Babalon relies on modern conceptions: of the shape and nature of time, the concept of evolution, our ease with syncretism, the knowledge of the cultural structure of othering, contemporary understandings of how sexuality, freedom, and liberation function. Our Babalon is a revolt, and we are revolutionaries. She is the rearing head of the feminine in the midst of the cult of patriarchy. Consequently She has been stripped and flogged, as Goddesses always are. Yet this time, we call this torture Her glory.

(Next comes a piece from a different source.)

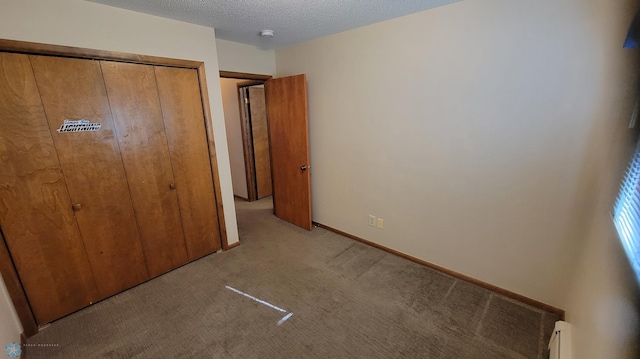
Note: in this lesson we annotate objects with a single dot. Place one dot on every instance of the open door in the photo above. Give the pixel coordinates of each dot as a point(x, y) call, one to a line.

Babalon is neither an ancient vision of gilded temples and debased splendour, nor is She the manifestation of the divine in the woman playing with Her own fire; yet She is both, for She is a great lurking depth, a vacuum of un-signification. It is in this Choronzonic form that we see Her now, and we begin to realise that we had called divine all that seemed clear, and light, and unified. Thus we have no understanding of divinity, and seek only and ever to leave our bodies, our bodies that are the sole sites of divinity in this world. Is not the mind a part of the body? Is it not the inner eye?

Babalon is not a reaction merely to the patriarchy; She is a reaction to the enlightenment, to the industrial revolution; She is the shadows of shadows that haunts the falsity of progress. Everything dies. Thus She is the mad woman in Rochester’s attic, the heroine’s monstrous double; She is all haunting things. She is Freud’s concept of the unheimlich, the uncanny quality of the unconscious dynamics that underlie and construct our subjectivity. Babalon is a thoroughly modern goddess, forged in the fire of a sexual liberation that failed to deliver all that it had promised. Hers is the laugh in the cold grey after the orgy. She is the Goddess of the single mum, the slut, the whore, of all the ways that sexual liberation kept us from being free. 

This Goddess that we seek, this Babalon, She is the secret centre of Christianity. She is the revelation that Kundry and the Grail Maiden are one and the same. She is the Christian fear of the woman, the Goddess who must be dark. She is an amalgamation, the reification of dark spaces and unsaid things. She is the Devil Woman, the Witch. Faced with our refusal to articulate the divine feminine She has slithered like a snake through culture. She is the cup of gnosis, an immense, unspoken power, coextensive with our very selves. Seek any of the byways of strange, forbidden thought and She will be there, for She waits in your mind. Babalon is a mode of interpretation. The cup of gnosis holds the force of our bodily experience, our bodily sacrifice. All this waits within Her, the cup that is Her womb, and She gives birth to Herself, a new daughter for a new age: the daughter who would kill the mother, as we would kill ourselves. All this is Babalon. She is Form itself, and the embodiment of all that has been unspoken. She is the Dark Mother, the Divine Feminine in all Her dualistic glory.

In the final analysis it is crucial to remember that Babalon does not exist. She is a re-creation, a conglomeration of empty space, the virtual restoration of the empty centre of the sacred mandala. Our Lady is no more, nor less, both different and the same, a chimera which changes with every approach, a ruby with innumerable facets, a room of dancing girls all fitted with veils. Yet she sits, static and saturnine, regal upon her throne. This Babalon; She is a thoroughly modern Goddess.